Zweibel et al. (2007) presents a ‘grand plan’ for solar energy that would remove the US dependence on foreign oil, cut greenhouse gas emissions down dramatically, and increase solar power by the year 2050. In this plan, they lean heavily on previously-mentioned methods like hot salt generators, as well as new ones like compressed-air energy storage. This relies on the pumping of compressed air into empty underground caves, which would power a turbine that creates the electricity needed to power cities; these would be powered by solar panels themselves. This increases efficiency of the solar panels immensely by creating a secondary level of power generation. The building of direct-current power lines is suggested as an alternative to alternating current, and a schedule for loans, subsidies and the like to turn solar power generation into a competitive market.

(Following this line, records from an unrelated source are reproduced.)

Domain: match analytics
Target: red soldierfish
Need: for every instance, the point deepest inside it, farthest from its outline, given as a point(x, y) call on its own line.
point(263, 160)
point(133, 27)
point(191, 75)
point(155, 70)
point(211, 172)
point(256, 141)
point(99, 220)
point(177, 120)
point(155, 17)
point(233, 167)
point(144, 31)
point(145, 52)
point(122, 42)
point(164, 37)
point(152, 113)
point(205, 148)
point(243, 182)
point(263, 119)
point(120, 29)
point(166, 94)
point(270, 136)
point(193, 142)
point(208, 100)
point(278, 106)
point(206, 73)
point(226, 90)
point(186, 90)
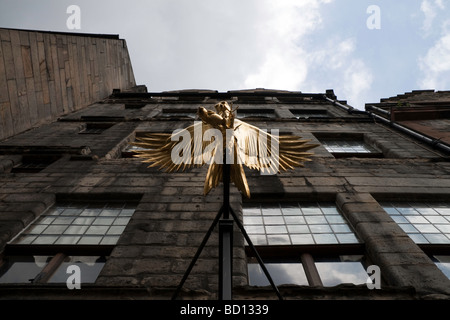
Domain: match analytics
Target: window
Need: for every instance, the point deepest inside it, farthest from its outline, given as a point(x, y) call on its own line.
point(443, 263)
point(296, 224)
point(428, 225)
point(69, 233)
point(348, 145)
point(425, 223)
point(129, 151)
point(34, 163)
point(179, 113)
point(95, 128)
point(301, 242)
point(49, 269)
point(309, 113)
point(255, 113)
point(79, 223)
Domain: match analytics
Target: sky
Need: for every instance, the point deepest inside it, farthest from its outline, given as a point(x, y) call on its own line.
point(364, 50)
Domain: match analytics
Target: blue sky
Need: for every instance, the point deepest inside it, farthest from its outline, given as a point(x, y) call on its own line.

The authors’ biggest concerns are lack of material resources, as well as a lack of public awareness that would slow down the rapid deployment necessary to make their grand plan feasible. However, if implemented, they suggest it would leave 69% of the country using all solar power to run their electronic devices, and would save money in the long run by taking our overall dependence off foreign oil and onto domestic solar power. The cost in eliminating American presence in Middle Eastern conflicts to maintain oil supplies would more than pay for what is required.
All of these varying perspectives have one common thread: solar power is the most renewable source of energy that is available to mankind, and it must be harnessed in order to remove dependence on fossil fuels. However, much of the literature is focused on eliminating the inherent problems of cost effectiveness, stunted technology and an overall lack of development in making panels that will harness enough solar power without taking up a lot of space. Both our homes and our cars need to be powered, and so researchers are coming up with solutions to both issues. From offering alternatives to increase solar panel power efficiency (hot salt, compressed air caves) to creating solar stations to help power hybrid cars during long commutes, there are new ways to make this type of energy practical and workable in a modern setting.
In conclusion, Muller and others present a very optimistic view of solar panels; due to its nearly infinite energy capacity, it has the capability to power all the electricity needed for the rest of human history. However, the problem lies in finding the most effective way to harness that energy, all from a scientific, physical and economic standpoint. Regardless of the different approaches these authors take, these are the overall themes of their works.
Birnie, D P. “Solar-to-vehicle (S2V) systems for powering commuters of the future.” Journal of Power Sources 186.2 (2009): 539-542. Print.
Lorenz, P, D Pinner, and T Seitz. “The economics of Solar Power.” The McKinsey Quarterly (2008): 1-10. Print.
Muller, R.. Physics for future presidents: the science behind the headlines. New York: W.W. Norton & Co., 2008. Print.
Slocum, A H, D S Codd, J Buongiorno, C Forsberg, and T McKrell. “Concentrated solar power on demand.” Solar Energy 85.7 (2011): 1519-1529. Print.
Zweibel, K, J Mason, and V Fthenakis. “A Solar Grand Plan.” Scientific American (2007): 1-5. Print.